健康志向が定着し、寿司等の生魚を使った料理もますますポピュラー、「お肉を減らして魚や野菜を食べる」という人が増えている…と言われて久しいイギリスですが、実はまだまだ「肉」が優勢です。

環境・食糧・農村地域省(Defra)発行の「ファミリー・フード2013」(家庭における食統計レポートFamily food 2013)のデータによると、

【家庭における食品別購入量(1週間/1人)】
肉類合計:一週間当たり948ml/1人
魚介類合計:一週間当たり146 ml//1人
肉類は牛・豚・鹿・羊等の赤身肉、鶏肉(七面鳥等の鳥類含)、ハム・ベーコン等の加工品、ミートボール等の調理済みのインスタント食品含む)

魚の6倍以上の量の肉を食べているイギリス人。つまりイギリスはまさに「肉食」の国なのです。


お肉のブロックがゴロゴロと並ぶ食肉売り場。

<最も食べられている肉=鶏肉>

そんな食肉の中でダントツに食されているのが鶏肉です。再び「ファミリー・フード2013」を参照すると、

【家庭における食品別購入量(1週間/1人)】
鶏肉 241ml
牛&鹿肉 97ml
豚肉(ベーコン・ハムを含まない) 51ml
羊肉(マトン&ラム) 35ml

と、他の肉を引き離す圧勝ぶりです。しかしイギリスがずっとこの順位で肉を好んできたわけではありません。

1974年~2012年 家庭における食肉購入量の推移(単位: g グラム)

出典: BBCオンライン/Defra

数十年前まで最も食べられていたのは牛肉であり、「イギリス=ローストビーフの国」の印象を形作ったことを裏打ちするデータです。

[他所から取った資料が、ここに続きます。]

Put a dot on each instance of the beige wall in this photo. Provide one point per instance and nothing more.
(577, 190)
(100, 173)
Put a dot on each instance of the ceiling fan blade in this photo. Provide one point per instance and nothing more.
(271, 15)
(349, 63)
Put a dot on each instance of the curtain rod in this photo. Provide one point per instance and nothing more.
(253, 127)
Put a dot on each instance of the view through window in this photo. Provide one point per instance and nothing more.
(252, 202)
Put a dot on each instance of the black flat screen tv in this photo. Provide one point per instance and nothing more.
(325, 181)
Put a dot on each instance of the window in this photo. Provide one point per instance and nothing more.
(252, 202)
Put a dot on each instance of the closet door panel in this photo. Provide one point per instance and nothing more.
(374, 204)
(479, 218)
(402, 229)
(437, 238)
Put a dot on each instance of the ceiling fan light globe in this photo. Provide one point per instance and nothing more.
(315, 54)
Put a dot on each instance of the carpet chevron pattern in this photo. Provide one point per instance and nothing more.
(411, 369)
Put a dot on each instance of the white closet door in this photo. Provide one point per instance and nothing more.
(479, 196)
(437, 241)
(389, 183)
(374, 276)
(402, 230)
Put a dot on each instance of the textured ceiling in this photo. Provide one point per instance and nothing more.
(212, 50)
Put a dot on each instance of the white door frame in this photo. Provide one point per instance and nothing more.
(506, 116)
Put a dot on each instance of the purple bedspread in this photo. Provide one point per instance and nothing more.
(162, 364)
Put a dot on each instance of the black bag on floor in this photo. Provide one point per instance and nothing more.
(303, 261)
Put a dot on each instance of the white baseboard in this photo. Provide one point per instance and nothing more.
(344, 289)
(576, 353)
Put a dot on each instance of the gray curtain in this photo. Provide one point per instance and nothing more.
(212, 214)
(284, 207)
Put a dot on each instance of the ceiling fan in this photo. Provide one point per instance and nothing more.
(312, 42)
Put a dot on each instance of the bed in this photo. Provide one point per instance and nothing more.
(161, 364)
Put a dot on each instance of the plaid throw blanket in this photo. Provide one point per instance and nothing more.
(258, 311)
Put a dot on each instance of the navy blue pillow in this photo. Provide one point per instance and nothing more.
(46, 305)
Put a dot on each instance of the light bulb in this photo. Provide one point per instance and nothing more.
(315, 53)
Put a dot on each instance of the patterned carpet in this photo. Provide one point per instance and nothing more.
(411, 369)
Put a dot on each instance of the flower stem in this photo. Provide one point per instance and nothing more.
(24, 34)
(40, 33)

その後牛肉購入量が減少し、鶏肉が上昇した理由は:

*食品価格が上昇している中、他の肉に比べ鶏肉は安定して安い。
*リーマンショック後、食費を抑える傾向にあり、高い牛肉の購入を控えるようになった。
*80年代の狂牛病や、2013年に起こった「馬肉スキャンダル」(牛肉製品と謳ったものの多くに馬肉が使われていたことが明らかになった事件)の影響で、牛肉を避ける傾向が出てきた。

等があげられるようです。

<イギリスの国民的料理「ロースト」>

ではその大人気「鶏肉」をイギリス人はどのようにして食べているのでしょうか?

外食ではフライドチキン、ケバブ等が人気ですが、家庭では「ローストチキン」が代表格です。

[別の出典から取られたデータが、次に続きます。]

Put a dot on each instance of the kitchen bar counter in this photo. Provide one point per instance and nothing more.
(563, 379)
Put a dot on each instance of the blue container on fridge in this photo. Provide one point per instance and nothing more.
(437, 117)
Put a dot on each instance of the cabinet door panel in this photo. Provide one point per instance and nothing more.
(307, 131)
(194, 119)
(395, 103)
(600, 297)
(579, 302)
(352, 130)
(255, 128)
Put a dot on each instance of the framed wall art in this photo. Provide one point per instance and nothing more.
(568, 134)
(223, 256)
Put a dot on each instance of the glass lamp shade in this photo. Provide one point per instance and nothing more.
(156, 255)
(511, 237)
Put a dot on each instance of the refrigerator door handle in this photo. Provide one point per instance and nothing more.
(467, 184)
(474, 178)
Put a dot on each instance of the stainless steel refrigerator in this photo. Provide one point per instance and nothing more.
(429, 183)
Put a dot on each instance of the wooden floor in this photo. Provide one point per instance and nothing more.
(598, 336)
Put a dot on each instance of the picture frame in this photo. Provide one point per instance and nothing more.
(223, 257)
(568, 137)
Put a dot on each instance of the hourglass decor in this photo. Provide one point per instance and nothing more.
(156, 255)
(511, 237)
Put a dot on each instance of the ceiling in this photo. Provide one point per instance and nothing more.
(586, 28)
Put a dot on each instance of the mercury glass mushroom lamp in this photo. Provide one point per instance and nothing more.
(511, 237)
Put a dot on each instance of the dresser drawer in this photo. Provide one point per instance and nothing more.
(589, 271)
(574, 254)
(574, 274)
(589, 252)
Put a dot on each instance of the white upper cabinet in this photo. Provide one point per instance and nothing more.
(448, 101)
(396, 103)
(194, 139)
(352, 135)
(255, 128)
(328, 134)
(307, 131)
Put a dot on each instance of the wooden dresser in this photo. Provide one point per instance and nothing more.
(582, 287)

スーパーの鶏肉売り場には必ずロースト用の丸ごと一羽のチキンが売られています。

こちら、ちょっと情報が古くて恐縮ですが、大手スーパーマーケットチェーン「Sainsbury’s」による「家族と食べたい大好きな食事 in イギリス」調査の結果です。

1  ローストディナー 71%
2  スパゲッティ・ボロネーゼ 35%
3  フィッシュ&チップス 35%
4  中華料理 33%
5  カレー 33%
6  ソーセージ&マッシュドポテト 30%
7  シェパーズ・パイ 29%
8  イングリッシュ・ブレックファースト 28%
9  ファフィータ 23%
10  チリコンカン 20%
出典: 2012年「Britain’s top 10 family favourites

食事のカテゴリ分けが大ざっぱ?で、意外な食べ物も登場するリストですが、イギリス「伝統」の「ロースト」や「シェパーズパイ」等が依然強い人気を誇ることが分かる結果です。

イギリスには「サンデーロースト」(日曜日に家族全員でロースト料理を食べる)という習慣があります。現在は家で作るだけでなくレストランやパブに出向いて食べる事も多いですが、イギリス人が最も大好きな肉料理の調理法の1つが「ロースト」です。「ロースト」と聞くだけで誰もが「ご馳走!」「美味しそう!」と叫んでしまう…、そんな魔法の言葉でもあります。

ローストビーフはもちろんのこと、ローストラム、ローストポーク、どれもイギリスで愛されていますが、今回は美味しくて簡単!なローストチキンの作り方をご紹介致します。鶏肉1羽を使うので見た目はとても豪華ですが、実はとても簡単です。

<ローストチキンの作り方>

<材料>
鶏肉1羽(1.5kg ~1.8kg程度のもの)
レモン1個
ニンニク2かけ
ローズマリーの枝 3-4枝程度
バター 50g
にんじん 3~4本(好きなだけ)
オリーブオイル 大さじ1
スープ(チキンコンソメ1個+お湯200ml)
醤油 小さじ1
水溶き片栗粉(片栗粉大さじ1/2+水少々)



<作り方>
1)オーブンを220度に温めておく。

2)半分に切ったレモンとニンニク、タイム、ローズマリーをお腹に詰める。



3)表面にバターを塗る(手で擦り付ける)。



3)オーブンにチキンを入れ、30分ローストする。



4)オーブンを180度に下げ、30分そのままローストする。

5)人参は皮をむかず1~2cm程度に輪切りにし、電子レンジで3分程度加熱した後オリーブ油を回しかける。チキンの周りに並べ、さらに20分ローストする。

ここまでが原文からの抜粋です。